"The right way to frame the question, I think, is whether an artist who creatively appropriates a ... photograph needs to pay for a license to do so. This strikes me as a hard question. [Doug] Lichtman’s take is that there was a well-functioning market here, so that all Fairey would have had to do is ask for permission to use the photo (and perhaps pay a small fee) in order to avoid liability concerns. And Garcia has said that he would have given Fairey permission to use the photo if Fairey had simply asked him about it beforehand .... If that were true, it would be a strong argument against fair use ...."
He goes on to discuss the question whether the fourth factor "should include the enormous positive impact that Fairey’s taking has had on Garcia’s career (his photography is much more in demand now that he is associated with the iconic Obama poster)." The AP's lawyer calls this the "I did you a favor by ripping off your work" claim, but Fagundes finds it convincing: "at the very least, it seems to me that this argument should be part of the factor-four discussion rather than dismissed as readily as it is by most courts and commentators." In the end, he concludes that "the fair use issue is a truly difficult one."

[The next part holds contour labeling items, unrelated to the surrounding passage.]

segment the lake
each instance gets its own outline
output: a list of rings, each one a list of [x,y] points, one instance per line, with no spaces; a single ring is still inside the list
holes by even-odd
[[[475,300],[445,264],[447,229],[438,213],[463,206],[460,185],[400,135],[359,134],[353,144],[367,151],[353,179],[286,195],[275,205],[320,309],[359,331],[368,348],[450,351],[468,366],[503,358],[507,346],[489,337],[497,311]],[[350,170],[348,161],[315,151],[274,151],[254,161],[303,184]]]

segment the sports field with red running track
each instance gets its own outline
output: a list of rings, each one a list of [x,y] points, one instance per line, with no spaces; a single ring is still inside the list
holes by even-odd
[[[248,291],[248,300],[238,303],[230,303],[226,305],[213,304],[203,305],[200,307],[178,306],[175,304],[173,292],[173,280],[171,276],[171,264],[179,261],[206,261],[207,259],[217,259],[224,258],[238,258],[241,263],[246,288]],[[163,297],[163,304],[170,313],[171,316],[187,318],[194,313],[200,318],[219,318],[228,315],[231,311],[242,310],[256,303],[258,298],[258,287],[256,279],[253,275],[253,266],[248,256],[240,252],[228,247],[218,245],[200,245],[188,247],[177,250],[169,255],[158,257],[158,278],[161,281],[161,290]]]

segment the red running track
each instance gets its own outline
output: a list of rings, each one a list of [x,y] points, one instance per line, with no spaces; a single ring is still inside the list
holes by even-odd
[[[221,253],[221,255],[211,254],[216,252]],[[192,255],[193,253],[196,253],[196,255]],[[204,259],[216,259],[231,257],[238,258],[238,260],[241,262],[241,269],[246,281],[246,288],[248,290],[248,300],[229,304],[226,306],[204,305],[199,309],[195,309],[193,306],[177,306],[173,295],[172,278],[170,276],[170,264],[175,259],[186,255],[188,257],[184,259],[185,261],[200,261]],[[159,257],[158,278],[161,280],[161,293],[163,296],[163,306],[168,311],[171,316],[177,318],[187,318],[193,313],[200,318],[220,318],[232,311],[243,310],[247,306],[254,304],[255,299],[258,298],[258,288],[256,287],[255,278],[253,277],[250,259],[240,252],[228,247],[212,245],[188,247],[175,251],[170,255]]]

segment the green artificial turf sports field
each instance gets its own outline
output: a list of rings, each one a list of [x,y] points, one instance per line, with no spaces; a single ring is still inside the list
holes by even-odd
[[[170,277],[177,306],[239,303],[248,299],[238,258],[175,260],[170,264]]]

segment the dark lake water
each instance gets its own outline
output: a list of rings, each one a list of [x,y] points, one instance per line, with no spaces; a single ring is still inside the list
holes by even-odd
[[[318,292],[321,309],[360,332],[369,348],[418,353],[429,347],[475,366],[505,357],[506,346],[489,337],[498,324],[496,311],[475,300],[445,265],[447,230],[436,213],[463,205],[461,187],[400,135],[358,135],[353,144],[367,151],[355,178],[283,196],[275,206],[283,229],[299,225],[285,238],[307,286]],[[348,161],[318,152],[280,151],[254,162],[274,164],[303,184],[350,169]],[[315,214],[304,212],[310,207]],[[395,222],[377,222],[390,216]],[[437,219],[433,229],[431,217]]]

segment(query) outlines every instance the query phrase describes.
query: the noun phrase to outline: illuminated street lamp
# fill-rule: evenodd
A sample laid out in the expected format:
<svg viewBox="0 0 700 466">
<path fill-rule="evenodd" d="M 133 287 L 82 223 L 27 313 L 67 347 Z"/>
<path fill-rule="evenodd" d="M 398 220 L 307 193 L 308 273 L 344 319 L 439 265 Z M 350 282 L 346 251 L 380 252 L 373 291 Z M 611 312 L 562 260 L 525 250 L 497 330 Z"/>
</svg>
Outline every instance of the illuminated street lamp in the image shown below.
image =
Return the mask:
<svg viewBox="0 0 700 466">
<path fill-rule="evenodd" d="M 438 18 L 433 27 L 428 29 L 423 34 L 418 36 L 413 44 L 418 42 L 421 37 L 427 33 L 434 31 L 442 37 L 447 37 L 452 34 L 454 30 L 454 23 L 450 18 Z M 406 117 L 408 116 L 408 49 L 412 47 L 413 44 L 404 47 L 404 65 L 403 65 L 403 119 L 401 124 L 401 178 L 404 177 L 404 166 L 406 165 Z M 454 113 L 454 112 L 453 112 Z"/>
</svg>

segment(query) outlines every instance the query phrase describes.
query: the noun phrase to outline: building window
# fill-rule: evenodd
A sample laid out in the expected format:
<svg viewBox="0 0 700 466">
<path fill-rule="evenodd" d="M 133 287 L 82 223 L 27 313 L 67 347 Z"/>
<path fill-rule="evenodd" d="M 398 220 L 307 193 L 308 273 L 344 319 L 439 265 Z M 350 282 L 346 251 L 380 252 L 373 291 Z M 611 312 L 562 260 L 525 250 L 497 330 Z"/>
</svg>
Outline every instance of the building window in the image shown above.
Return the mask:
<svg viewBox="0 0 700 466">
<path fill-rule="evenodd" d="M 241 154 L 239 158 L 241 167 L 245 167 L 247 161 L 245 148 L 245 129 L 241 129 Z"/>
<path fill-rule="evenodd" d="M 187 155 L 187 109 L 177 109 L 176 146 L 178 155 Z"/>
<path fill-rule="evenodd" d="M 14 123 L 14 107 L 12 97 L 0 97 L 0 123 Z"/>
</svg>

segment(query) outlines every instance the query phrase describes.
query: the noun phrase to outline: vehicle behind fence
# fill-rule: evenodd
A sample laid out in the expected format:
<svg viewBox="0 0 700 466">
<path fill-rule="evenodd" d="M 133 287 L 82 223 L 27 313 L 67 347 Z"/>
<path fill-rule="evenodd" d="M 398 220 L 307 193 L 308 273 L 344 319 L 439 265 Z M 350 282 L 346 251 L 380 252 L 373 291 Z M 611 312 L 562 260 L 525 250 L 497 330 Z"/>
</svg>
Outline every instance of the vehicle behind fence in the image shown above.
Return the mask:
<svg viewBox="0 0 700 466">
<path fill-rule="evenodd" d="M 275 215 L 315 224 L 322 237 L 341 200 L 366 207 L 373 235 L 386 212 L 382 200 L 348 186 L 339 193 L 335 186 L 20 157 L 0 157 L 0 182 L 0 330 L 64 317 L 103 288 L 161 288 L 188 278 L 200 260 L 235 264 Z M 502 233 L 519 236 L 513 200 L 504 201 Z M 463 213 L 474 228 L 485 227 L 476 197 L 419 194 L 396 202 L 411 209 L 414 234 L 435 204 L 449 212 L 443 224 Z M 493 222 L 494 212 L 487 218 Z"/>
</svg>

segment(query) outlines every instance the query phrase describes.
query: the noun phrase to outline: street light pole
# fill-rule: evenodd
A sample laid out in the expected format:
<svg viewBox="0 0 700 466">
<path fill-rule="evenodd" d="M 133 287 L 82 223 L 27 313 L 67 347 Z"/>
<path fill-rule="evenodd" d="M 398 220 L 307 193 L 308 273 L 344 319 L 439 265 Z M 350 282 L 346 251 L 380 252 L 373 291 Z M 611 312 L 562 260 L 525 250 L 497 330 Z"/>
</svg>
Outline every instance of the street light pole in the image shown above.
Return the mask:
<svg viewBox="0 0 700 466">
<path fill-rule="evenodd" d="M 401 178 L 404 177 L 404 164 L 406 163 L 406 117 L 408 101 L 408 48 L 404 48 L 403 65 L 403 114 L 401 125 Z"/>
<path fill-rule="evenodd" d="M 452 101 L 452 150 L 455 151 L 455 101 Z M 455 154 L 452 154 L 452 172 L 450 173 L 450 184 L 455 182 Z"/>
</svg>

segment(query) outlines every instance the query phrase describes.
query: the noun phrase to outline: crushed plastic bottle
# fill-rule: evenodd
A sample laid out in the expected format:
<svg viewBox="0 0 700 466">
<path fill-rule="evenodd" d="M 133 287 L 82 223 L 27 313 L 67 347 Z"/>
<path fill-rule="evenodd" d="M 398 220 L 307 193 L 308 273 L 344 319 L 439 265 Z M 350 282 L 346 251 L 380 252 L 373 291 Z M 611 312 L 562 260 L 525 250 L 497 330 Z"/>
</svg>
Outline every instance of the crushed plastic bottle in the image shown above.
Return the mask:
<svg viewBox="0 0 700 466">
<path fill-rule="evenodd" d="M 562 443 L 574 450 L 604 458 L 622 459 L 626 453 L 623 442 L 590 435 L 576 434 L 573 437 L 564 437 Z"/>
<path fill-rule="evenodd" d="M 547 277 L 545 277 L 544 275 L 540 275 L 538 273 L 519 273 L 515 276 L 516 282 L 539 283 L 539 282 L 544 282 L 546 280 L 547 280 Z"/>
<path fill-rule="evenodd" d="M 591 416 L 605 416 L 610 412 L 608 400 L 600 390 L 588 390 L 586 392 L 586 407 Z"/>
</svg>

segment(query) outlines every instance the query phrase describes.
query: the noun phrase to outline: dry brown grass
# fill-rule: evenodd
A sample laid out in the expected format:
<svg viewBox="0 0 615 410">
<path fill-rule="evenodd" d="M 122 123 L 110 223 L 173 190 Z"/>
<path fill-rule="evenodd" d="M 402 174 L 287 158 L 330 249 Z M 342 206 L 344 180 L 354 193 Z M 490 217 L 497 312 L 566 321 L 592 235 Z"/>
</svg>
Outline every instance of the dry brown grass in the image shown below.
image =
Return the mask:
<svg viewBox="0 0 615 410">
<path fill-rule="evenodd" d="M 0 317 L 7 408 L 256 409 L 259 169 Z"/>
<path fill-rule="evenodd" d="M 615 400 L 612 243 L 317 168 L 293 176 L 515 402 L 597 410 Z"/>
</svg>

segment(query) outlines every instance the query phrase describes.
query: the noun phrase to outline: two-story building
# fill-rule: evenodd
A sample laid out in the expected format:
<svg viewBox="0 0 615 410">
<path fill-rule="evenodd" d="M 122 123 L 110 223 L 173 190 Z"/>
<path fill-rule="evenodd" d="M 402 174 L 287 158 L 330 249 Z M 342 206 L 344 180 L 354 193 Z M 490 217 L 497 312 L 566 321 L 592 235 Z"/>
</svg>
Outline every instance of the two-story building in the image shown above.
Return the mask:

Marquette's Bruce Boyden, who's been doing his own muti-part series on the case, turns up in the comments to say, in response to Fagundes's point that it may in fact be true that "Garcia is much better off thanks to Fairey’s unauthorized use than he would have been in a world where that use never happened":
"That's one possible world; but here's another one: The world in which everything is the same as it is now, except that Fairey paid Garcia a license fee before making the poster. Garcia is clearly worse off in the actual world than he is in that possible world, to the tune of X hundred dollars (whatever the license fee would have been), and his right to make the decision. ... You could argue that if Garcia had sought a fee, Fairey would have gone elsewhere; but that runs into the point that ... if any old photo of Obama would have done, Fairey could have gotten one for free from the campaign. There's reason to believe here that not just any old photo would have sufficed."
Finally, I refer again to the recent Catcher in the Rye decision, where Judge Batts (who also has the Cariou-Prince case) said that the fourth factor "requires the courts to 'consider not only the extent of market harm caused by the particular actions of the alleged infringer, but also whether unrestricted and widespread conduct of the sort engaged in by the defendant ... would result in a substantially adverse impact on the potential market for the original.'" The defendants' argued that that there was "no evidence that 60 Years will undermine the market for Catcher or any authorized sequel," but Judge Batts countered that "it is quite likely that the publishing of 60 Years and similar widespread works could substantially harm the market for a Catcher sequel or other derivative works."
UPDATE: This update is relevant here too.
UPDATE 2: Doug Lichtman adds a comment (just below Boyden's): "Imagine, for instance, that you made a movie based on my book. Would your movie likely increase sales of my book, and its sequel? Sure. Is that a windfall that indicates I should just pipe down and be grateful for your appropriation of my work? Hardly."